God doesn’t make mistakes.
This feels like a peculiar way to begin a post that is sure to ramble from my lifelong association with feminism to my confidence as a female leader in the Church, that is likely to meander around the many themes that have come out as people have written this week about Faith and Feminism. But this conviction, that God doesn’t make mistakes, is where it all begins.
If God made mistakes, I’m sure I would be considered one of them. I’m a little too short and a little too wide and a little too, shall we say, hirsute to ever have felt conventionally beautiful, but those complaints are minor compared to the major beef I had with God for a long time: why did you give me a vocation and also make me so…loud?
I know my sisters in ministry will agree with me: it is easier to work in this field if you are quiet. Surely, it’s easier to be a human female on this earth if you are quiet, but the expectations of meek-and-mild-dom are much higher when you are a woman called to serve.
For much of my life I have been socially punished for having stereotypically masculine traits. I’ve been glared at for speaking up in a meeting or making a request. I’ve been criticized for speaking too loudly or for being intimidating.
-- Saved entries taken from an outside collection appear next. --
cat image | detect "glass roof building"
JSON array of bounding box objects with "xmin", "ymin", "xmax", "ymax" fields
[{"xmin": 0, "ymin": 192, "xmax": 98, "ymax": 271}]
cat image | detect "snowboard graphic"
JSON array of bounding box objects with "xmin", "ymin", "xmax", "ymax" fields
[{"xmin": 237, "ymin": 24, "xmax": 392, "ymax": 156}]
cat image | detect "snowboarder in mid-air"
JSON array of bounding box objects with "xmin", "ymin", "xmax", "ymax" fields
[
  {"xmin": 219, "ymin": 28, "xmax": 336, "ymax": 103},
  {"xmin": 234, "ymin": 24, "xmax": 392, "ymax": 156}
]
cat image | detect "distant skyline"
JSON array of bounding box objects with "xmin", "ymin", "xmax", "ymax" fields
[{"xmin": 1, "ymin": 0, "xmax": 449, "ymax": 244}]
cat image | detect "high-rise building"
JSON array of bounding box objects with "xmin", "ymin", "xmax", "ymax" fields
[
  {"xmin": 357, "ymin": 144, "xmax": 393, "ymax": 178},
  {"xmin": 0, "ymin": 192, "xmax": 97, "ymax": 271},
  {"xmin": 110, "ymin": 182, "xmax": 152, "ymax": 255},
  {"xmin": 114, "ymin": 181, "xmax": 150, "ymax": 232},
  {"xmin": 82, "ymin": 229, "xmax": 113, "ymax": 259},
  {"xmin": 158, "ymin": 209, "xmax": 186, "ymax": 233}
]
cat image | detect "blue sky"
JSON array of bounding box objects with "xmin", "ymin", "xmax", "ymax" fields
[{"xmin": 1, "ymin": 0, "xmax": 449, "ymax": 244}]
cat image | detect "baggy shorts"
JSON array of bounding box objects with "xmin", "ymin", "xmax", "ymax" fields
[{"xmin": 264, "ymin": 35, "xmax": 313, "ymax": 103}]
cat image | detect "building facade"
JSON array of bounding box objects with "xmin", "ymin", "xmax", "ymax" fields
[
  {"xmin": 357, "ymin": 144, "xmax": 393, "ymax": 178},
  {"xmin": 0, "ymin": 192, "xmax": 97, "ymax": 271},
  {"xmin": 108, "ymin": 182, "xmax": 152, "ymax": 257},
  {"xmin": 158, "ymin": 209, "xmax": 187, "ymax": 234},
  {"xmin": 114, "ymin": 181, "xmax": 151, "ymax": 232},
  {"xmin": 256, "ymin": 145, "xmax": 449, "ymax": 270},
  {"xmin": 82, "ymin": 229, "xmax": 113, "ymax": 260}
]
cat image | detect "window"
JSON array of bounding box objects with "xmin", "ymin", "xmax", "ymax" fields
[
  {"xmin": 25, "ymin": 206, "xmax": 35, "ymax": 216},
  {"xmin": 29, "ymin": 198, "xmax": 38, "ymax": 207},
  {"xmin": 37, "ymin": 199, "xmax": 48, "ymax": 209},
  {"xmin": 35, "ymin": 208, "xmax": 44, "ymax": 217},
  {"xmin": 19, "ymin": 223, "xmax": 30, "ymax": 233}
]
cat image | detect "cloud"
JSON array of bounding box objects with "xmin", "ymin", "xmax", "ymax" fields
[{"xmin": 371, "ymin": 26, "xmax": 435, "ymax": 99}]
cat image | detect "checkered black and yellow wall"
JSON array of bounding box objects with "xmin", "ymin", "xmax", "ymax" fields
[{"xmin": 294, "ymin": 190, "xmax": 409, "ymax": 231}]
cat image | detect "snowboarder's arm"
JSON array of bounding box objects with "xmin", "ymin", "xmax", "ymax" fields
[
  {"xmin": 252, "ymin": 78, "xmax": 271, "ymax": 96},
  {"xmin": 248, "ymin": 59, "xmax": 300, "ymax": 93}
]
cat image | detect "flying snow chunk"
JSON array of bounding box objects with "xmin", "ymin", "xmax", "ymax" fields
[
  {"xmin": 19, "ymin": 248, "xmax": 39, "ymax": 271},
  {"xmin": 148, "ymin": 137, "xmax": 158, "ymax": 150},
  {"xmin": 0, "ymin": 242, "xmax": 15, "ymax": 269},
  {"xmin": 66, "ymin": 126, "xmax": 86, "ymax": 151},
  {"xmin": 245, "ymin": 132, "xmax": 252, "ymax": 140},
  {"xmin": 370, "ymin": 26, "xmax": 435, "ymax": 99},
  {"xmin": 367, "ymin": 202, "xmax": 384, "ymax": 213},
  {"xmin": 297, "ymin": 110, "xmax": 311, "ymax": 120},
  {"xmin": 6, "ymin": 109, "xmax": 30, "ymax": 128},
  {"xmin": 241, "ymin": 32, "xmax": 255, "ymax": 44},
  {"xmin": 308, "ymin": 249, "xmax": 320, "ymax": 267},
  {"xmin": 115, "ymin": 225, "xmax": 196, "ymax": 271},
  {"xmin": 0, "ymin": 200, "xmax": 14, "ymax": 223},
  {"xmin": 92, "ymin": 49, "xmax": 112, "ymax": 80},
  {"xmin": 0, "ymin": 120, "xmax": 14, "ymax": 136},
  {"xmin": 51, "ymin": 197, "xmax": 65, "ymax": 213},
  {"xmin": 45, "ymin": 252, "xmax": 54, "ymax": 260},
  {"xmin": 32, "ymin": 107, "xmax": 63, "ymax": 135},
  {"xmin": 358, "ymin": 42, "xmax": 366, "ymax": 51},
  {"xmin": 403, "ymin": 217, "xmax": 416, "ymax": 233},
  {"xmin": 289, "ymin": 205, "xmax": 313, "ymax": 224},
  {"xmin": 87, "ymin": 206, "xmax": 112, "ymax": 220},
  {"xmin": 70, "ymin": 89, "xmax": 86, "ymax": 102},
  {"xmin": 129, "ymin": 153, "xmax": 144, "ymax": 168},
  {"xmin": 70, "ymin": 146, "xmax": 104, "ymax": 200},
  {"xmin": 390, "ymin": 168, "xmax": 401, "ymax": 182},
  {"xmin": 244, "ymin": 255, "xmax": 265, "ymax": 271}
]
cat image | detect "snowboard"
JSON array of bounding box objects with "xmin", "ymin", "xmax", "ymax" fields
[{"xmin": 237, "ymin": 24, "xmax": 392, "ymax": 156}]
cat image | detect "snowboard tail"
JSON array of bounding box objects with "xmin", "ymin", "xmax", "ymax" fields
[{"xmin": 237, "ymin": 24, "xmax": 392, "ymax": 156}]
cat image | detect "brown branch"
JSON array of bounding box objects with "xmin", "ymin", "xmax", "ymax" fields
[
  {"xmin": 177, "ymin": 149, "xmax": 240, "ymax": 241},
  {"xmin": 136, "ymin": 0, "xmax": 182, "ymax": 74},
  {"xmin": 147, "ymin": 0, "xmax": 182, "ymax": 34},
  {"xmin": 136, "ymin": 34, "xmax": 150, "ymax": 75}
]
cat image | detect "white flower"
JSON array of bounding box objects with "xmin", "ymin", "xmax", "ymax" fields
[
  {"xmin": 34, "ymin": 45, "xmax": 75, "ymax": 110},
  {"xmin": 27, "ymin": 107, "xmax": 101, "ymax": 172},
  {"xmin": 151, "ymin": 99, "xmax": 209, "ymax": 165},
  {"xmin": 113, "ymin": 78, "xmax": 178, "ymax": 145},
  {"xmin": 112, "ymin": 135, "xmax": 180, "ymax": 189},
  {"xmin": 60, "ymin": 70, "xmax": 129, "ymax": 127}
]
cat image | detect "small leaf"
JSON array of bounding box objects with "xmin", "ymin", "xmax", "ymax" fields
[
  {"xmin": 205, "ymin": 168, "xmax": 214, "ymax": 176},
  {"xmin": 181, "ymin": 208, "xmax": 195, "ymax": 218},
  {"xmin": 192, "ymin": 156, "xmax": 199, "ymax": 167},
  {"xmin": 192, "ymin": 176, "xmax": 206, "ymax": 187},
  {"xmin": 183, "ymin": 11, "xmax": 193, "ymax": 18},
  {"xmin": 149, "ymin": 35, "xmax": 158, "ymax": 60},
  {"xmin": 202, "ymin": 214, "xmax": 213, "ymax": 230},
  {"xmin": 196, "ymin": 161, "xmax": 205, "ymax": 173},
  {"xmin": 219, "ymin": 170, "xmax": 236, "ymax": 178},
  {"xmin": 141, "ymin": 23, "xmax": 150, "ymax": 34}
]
The personality police have sat me down over and over to tell me what is wrong with me.
Sometimes I tried to change, but I couldn’t. I am confident. I am a born leader. I have a voice that was created to carry over the sound of a crowd. On the worst days, when the criticism was persistent and barbed, I became angry with God. Why would God make me like this if it was going to be so hard?
But even in the question is the truth I can’t escape: God made me like who I am. If I believe, through those marvelous moments of grace that sustain me day-to-day, that God loves me just as I am and that God created me in love, then I can’t believe that the most basic element of my personality is a flaw. God doesn’t make mistakes.
I believe that as surely as God made me bold and ambitious, God made others quiet, and others submissive, and others quite content behind the scenes. And that’s why we still need feminism, because far too many of us, of any gender, are told over and over that we’re doing it wrong, that when we obey the most natural impulses of our God-given personality we are sinning against the Almighty Gender Roles.
I am fortunate because my faith, both in personal spirituality and in communal expression, has allowed me to flourish. I have found communities that have nurtured my talent and drive, and I have established myself as a leader as I feel I was born to do. The Church hasn’t given me any more grief than society at large.
To me, this is what feminism is, what it has always been: a social movement designed to free us from “shoulding all over ourselves” when we haven’t met the world’s silly demands of how we exist as men and women. Faith and feminism have liberated me. I hope you can know this same feeling of freedom. You are not doing it wrong. You are fine as you are. God doesn’t make mistakes.
Many many thanks… I usually think that Godde does not make mistake., without stretching the point to myself 🙂
I admire that you live out who you are. Why should anyone push down the things they are not good at? You bless others as you use your talents.
Thanks! I try to. What goes unsaid of course is that all of us need to learn to wrangle our personalities so that we can be blessings, no matter what our inclinations are.